Zealous parents are using this as an opportunity to take phones, computers and means of digital communication away. Hell, by law, you can't even use Discord without verifying your age lol
Imagine if they banned video games and texting 20 years ago because parents were convinced their kids were addicted to Halo and T9Word. They could always roll hoops in the street and send letters to each other with a little planning, too.
Which part is "keep the town square terrible"?

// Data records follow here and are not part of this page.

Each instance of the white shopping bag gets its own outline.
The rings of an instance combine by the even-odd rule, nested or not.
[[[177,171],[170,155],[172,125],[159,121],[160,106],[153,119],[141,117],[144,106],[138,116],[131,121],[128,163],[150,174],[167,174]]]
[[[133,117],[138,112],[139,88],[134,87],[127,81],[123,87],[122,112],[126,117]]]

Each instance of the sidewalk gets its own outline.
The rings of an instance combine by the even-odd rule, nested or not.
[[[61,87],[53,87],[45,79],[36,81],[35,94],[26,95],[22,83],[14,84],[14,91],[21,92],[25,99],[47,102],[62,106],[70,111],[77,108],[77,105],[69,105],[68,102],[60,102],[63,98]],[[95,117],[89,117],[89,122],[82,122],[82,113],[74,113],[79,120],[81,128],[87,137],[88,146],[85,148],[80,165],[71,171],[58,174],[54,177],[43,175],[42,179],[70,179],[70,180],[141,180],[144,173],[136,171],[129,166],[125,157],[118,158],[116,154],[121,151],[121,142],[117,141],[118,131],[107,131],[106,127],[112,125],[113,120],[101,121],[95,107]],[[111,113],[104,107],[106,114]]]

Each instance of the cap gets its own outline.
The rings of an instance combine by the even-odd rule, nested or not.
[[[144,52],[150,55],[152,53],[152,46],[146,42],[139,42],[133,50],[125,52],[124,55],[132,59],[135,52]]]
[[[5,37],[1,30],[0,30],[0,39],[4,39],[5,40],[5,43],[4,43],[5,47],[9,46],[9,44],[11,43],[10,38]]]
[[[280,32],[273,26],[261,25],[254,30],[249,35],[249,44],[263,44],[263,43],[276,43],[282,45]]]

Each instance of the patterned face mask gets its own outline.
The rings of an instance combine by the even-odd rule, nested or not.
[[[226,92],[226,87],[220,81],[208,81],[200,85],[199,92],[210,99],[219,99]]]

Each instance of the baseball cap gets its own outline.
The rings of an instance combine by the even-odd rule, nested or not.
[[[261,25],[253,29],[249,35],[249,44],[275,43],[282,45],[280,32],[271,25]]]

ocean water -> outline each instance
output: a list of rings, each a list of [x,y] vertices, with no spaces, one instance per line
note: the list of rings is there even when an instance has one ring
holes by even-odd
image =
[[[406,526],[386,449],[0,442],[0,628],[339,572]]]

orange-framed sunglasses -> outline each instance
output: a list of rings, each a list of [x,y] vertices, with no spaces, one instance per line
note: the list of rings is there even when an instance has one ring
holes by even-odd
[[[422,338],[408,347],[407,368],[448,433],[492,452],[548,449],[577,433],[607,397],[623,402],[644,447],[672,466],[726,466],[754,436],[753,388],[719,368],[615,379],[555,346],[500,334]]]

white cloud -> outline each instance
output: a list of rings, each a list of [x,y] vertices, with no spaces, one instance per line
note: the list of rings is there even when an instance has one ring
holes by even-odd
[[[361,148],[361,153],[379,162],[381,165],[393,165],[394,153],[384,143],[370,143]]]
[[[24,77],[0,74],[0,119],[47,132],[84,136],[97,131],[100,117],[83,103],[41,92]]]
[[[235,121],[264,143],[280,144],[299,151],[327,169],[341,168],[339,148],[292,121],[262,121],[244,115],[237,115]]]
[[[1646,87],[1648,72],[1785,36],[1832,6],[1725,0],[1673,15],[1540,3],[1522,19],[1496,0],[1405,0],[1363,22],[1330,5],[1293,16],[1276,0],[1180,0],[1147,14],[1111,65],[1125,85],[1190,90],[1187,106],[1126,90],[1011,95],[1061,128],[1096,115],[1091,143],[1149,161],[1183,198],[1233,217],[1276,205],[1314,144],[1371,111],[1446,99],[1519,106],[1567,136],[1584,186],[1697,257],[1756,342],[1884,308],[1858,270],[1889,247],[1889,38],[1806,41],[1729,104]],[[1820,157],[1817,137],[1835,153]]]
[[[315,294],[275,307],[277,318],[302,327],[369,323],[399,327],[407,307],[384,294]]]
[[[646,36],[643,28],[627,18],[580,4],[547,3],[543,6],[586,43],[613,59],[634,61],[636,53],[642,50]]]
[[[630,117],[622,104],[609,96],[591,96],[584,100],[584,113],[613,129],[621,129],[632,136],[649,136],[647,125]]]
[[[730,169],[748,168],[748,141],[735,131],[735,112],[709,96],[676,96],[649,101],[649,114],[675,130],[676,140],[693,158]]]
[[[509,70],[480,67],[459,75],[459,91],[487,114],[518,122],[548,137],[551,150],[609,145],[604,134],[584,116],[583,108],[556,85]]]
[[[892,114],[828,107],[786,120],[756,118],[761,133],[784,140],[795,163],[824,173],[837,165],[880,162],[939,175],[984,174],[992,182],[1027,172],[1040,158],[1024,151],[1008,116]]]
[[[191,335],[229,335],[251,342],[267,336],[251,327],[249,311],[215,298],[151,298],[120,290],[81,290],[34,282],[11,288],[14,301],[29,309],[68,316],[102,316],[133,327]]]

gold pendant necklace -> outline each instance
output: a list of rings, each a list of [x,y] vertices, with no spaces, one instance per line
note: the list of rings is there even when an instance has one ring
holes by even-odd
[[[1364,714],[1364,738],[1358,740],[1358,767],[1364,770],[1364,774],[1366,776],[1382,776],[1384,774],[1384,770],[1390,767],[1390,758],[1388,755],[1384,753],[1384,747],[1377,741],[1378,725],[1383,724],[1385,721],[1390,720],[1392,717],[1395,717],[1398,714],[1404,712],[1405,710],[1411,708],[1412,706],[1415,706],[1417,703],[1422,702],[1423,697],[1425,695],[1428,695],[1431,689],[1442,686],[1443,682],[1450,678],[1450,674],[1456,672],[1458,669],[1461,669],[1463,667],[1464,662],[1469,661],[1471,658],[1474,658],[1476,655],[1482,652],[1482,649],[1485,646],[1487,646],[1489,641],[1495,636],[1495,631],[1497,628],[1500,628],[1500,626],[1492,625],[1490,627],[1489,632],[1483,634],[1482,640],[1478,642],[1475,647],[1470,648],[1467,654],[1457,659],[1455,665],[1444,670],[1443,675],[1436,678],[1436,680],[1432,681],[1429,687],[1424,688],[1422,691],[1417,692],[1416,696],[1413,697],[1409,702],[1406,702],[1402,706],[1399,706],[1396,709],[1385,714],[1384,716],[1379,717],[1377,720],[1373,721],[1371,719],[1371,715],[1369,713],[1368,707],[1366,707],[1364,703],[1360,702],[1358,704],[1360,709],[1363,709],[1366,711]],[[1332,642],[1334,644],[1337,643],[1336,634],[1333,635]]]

The part where social media goes completely unchanged except for banning some kids from communicating with their friends
Which just begs the question, how much can you really change social media? How much are you really in control of your feed? This is where the "pubic square" analogy breaks down. Besides, there are a lot of communication mediums/messaging apps that are not social media.
Even back in the early 2010s I've been trying to consume social media mindfully. I made sure to follow pages with meaningful content (e.g., The Dalai Lama, The Long Now Foundation, Aeon Magazine, tech-related pages, SpaceX, Elon Musk, indie creators). I don't just add or follow blindly.
Back then I could justify why my selection was "good" but even then, they were drowned out by the tedium of vacations, new restaurants, felt-cute-might-delete-later selfies. Slop/engagement bait is quicker to produce than meaningful thought-provoking content.
I am also pretty sure Facebook's negative signals (unfollow, don't show me this type of content) did not work back then, at least not deterministically. If something I did not like had enough traction, it will still pop up in my feed.
And of course, goes without saying that a lot of my choices aged like milk. Elon Musk turned out to be, well, Elon Musk. Some of the tech pages started shilling out crypto (and nowadays doubtless AI). The indie creators either stopped posting or fell out of favor with the algorithm which meant exodus from the platform. All that goes on top of my pre-existing grievances against my feed recommendations.